Building Assemblies for Distribution

The normal operation of Maven is concerned with the building of individual modules. Each module when built produces maven artifacts in repositories (your local repository, or perhaps uploaded to a snapshot or staging repository).

When releases are done, additional artifacts are constructed using the distribution assemblies. We have these for

  • UIMA - the base Java framework
  • UIMA Add-ons - These are released as a collection. Future updates will likely release these individually.
  • UIMACPP - the C++ framework

Special resources for build

During the build process, several resources are used, and are built into Maven Artifact Jars with Maven coordinates. These projects are in the build section of SVN.

  • uima-build-resources - this contains various resources used in the build process
    • the standard License Notice and Dependencies from the Apache common parent pom, except it allows adding post-Notice text.

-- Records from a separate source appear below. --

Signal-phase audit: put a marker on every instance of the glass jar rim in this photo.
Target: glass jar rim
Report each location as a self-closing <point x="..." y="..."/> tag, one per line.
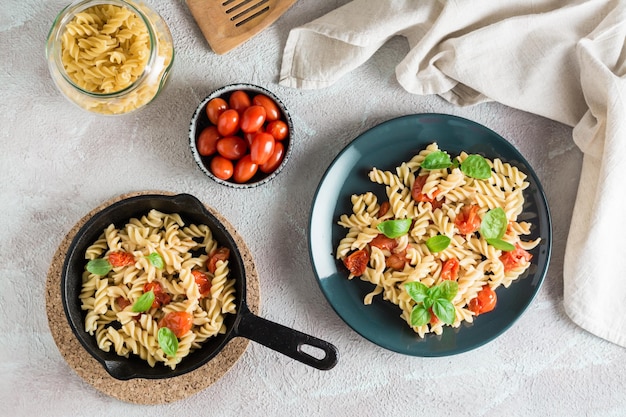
<point x="53" y="49"/>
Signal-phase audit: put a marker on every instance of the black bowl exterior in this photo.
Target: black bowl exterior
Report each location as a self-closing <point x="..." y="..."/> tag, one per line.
<point x="200" y="120"/>
<point x="191" y="211"/>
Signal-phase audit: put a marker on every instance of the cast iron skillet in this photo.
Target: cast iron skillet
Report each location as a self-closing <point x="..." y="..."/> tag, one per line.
<point x="242" y="324"/>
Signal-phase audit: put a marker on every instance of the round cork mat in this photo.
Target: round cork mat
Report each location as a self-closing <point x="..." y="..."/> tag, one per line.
<point x="139" y="390"/>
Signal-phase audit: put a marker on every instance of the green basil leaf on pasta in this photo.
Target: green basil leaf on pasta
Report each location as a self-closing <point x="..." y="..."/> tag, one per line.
<point x="476" y="166"/>
<point x="436" y="160"/>
<point x="419" y="315"/>
<point x="144" y="302"/>
<point x="501" y="244"/>
<point x="438" y="243"/>
<point x="493" y="224"/>
<point x="447" y="289"/>
<point x="416" y="290"/>
<point x="395" y="228"/>
<point x="156" y="260"/>
<point x="99" y="266"/>
<point x="444" y="310"/>
<point x="167" y="341"/>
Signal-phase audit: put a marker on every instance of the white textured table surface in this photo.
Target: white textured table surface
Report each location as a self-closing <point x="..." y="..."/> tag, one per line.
<point x="59" y="162"/>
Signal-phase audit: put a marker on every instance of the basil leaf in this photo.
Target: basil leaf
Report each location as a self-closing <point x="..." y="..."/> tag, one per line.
<point x="444" y="310"/>
<point x="395" y="228"/>
<point x="493" y="224"/>
<point x="419" y="315"/>
<point x="476" y="166"/>
<point x="501" y="244"/>
<point x="416" y="290"/>
<point x="167" y="341"/>
<point x="448" y="289"/>
<point x="156" y="260"/>
<point x="438" y="243"/>
<point x="99" y="266"/>
<point x="436" y="160"/>
<point x="144" y="302"/>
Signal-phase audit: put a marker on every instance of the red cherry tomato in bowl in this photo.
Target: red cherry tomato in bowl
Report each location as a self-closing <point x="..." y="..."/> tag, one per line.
<point x="228" y="122"/>
<point x="278" y="129"/>
<point x="252" y="119"/>
<point x="274" y="160"/>
<point x="262" y="147"/>
<point x="232" y="147"/>
<point x="221" y="167"/>
<point x="214" y="108"/>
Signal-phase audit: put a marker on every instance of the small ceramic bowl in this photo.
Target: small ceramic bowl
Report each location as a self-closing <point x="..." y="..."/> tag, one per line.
<point x="200" y="121"/>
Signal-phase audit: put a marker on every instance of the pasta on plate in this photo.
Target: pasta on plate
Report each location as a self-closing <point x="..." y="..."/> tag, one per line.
<point x="183" y="267"/>
<point x="442" y="204"/>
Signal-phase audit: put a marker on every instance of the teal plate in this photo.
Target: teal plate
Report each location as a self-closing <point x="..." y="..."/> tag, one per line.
<point x="386" y="146"/>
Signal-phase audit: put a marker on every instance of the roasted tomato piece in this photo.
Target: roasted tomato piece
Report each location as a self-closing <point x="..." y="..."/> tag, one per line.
<point x="484" y="302"/>
<point x="357" y="261"/>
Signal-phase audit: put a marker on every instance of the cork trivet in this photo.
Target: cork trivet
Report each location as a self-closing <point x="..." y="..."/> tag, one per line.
<point x="138" y="390"/>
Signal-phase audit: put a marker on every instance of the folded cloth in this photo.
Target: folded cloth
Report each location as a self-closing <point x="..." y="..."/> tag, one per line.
<point x="564" y="60"/>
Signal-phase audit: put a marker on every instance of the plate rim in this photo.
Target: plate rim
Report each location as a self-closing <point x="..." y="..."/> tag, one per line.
<point x="539" y="275"/>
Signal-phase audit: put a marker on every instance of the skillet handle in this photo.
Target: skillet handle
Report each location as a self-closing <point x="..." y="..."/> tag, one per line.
<point x="287" y="341"/>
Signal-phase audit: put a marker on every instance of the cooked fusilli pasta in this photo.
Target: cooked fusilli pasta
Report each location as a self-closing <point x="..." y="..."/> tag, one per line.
<point x="109" y="299"/>
<point x="437" y="200"/>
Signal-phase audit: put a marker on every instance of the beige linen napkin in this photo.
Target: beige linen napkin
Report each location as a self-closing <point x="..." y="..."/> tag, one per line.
<point x="564" y="60"/>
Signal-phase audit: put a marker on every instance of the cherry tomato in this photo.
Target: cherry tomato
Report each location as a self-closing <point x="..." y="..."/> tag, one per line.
<point x="357" y="262"/>
<point x="450" y="269"/>
<point x="278" y="129"/>
<point x="484" y="302"/>
<point x="249" y="137"/>
<point x="220" y="254"/>
<point x="180" y="322"/>
<point x="202" y="281"/>
<point x="252" y="119"/>
<point x="515" y="258"/>
<point x="161" y="298"/>
<point x="262" y="147"/>
<point x="271" y="109"/>
<point x="221" y="167"/>
<point x="207" y="141"/>
<point x="214" y="108"/>
<point x="274" y="161"/>
<point x="468" y="220"/>
<point x="383" y="242"/>
<point x="384" y="208"/>
<point x="228" y="122"/>
<point x="232" y="147"/>
<point x="245" y="169"/>
<point x="239" y="100"/>
<point x="396" y="261"/>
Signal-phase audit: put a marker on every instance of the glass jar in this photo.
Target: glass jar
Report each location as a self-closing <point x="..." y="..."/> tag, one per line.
<point x="109" y="56"/>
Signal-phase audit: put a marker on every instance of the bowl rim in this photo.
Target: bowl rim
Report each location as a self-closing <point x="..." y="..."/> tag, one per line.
<point x="199" y="113"/>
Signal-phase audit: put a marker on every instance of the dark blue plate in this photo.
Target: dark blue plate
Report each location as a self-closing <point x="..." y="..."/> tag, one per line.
<point x="386" y="146"/>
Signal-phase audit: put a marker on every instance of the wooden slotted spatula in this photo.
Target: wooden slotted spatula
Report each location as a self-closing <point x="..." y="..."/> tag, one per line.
<point x="227" y="24"/>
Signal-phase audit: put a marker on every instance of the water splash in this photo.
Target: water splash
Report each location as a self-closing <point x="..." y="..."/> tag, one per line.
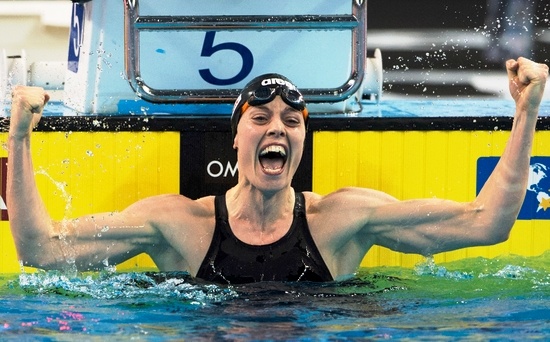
<point x="109" y="285"/>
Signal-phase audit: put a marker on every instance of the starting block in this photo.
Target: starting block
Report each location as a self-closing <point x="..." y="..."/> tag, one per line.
<point x="136" y="56"/>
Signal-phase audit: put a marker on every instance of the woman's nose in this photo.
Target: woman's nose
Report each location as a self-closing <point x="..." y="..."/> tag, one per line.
<point x="276" y="127"/>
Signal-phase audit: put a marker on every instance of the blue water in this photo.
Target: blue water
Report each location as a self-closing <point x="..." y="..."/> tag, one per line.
<point x="475" y="299"/>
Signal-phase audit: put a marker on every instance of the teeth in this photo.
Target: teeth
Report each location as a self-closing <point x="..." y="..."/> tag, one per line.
<point x="274" y="149"/>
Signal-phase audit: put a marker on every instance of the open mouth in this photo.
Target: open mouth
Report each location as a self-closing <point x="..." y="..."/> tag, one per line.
<point x="273" y="159"/>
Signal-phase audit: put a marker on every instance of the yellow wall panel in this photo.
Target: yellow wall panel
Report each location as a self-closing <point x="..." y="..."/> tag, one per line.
<point x="86" y="172"/>
<point x="417" y="164"/>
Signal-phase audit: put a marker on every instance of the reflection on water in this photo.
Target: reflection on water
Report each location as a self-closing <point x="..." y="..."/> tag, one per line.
<point x="473" y="298"/>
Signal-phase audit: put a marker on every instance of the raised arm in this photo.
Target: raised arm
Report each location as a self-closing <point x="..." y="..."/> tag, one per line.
<point x="432" y="226"/>
<point x="87" y="242"/>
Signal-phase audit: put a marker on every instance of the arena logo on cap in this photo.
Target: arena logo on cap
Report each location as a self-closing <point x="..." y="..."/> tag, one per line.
<point x="274" y="81"/>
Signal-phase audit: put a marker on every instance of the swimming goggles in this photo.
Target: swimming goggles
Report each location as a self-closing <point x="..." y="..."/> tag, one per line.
<point x="265" y="94"/>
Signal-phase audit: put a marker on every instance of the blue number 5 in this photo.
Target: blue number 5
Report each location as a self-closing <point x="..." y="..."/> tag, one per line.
<point x="208" y="49"/>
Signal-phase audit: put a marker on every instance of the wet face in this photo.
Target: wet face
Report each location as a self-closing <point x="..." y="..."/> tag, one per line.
<point x="269" y="143"/>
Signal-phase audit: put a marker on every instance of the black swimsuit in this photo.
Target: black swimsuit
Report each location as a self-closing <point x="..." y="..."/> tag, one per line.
<point x="294" y="257"/>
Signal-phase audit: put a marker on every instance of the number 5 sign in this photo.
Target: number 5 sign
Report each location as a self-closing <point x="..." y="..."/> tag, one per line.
<point x="187" y="51"/>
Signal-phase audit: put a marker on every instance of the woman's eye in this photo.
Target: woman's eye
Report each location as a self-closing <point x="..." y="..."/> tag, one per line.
<point x="259" y="118"/>
<point x="293" y="121"/>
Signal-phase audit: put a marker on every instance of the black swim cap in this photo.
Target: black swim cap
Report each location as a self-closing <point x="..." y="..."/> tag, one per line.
<point x="263" y="89"/>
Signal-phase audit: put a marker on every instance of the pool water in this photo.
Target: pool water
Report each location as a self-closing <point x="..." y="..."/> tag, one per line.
<point x="476" y="299"/>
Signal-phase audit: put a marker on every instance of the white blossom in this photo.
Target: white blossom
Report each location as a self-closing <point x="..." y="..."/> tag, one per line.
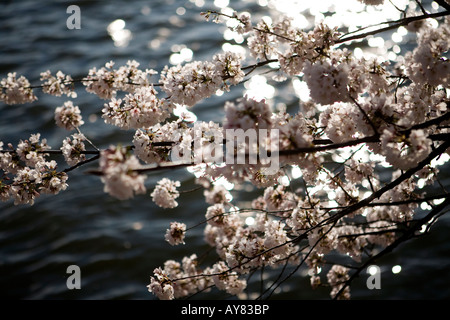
<point x="68" y="116"/>
<point x="165" y="193"/>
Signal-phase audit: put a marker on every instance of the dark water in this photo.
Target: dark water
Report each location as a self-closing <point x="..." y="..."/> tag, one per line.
<point x="117" y="244"/>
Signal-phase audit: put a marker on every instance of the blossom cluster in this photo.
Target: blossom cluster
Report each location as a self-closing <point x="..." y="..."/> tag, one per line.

We use this when we need to include the IBM Copyright notice, moved here from donated code from IBM.
    • an override for the multi-module source release assembly
    • the binary assembly descriptor for single-projects.
    • common specification for the titlepage of docbooks
  • uima-docbook-olink - this is the shared olink data. This project's source contains the information about the UIMA Bookshelf - the set of books that can cross-reference each other, and how they're laid out (current layout - they all are subitems of one common directory). This artifact is not released, it always stays at 1-SNAPSHOT level, but can be deployed to the snapshot repository for sharing with others.

There is also one custom Maven plugin (uima-build-helper-maven-plugin) which is used to get the build month and build year into properties. This is used, for instance, in the common docbook frontmatter to indicate when the book was built.

Using the Release Audit Tool (RAT)

From parent-pom version 2 and onwards, RAT is run automatically, but only when the Maven profile "apache-release" is activated. Projects that override the default RAT exclusions must include all things that need to be excluded, and put this configuration into their POM in the "pluginManagement" section; see the project uimaj-core for an example.

Lifecycle for building addons

Addon projects have multiple binary build artifacts:

  • binary assembly for the individual addon
  • binary assembly for aggregate of all the addons
  • PEAR packaging
  • OSGi packaging

Since these have many common parts, we use the maven lifecycle to order building of shared common things ahead of their use:

  • package phase: build JARs, docbooks, etc.
  • pre-integration-test phase: this is the first phase after package, and is used to copy the Jar and docbook processing results to a common directory structure (base-bin).
  • integration-test phase: this is the 2nd phas after package, and is used to copy the common things from base-bin to places for building the PEAR and OSGi artifacts. It is also used for running the packaging steps sequentially, after the copy, for the PEAR, OSGi, and single project assemblies.
  • post-integration-test phase: this is used to mark the generated PEAR file for "attachment" using the maven-build-helper, so it gets deployed to the maven repositories.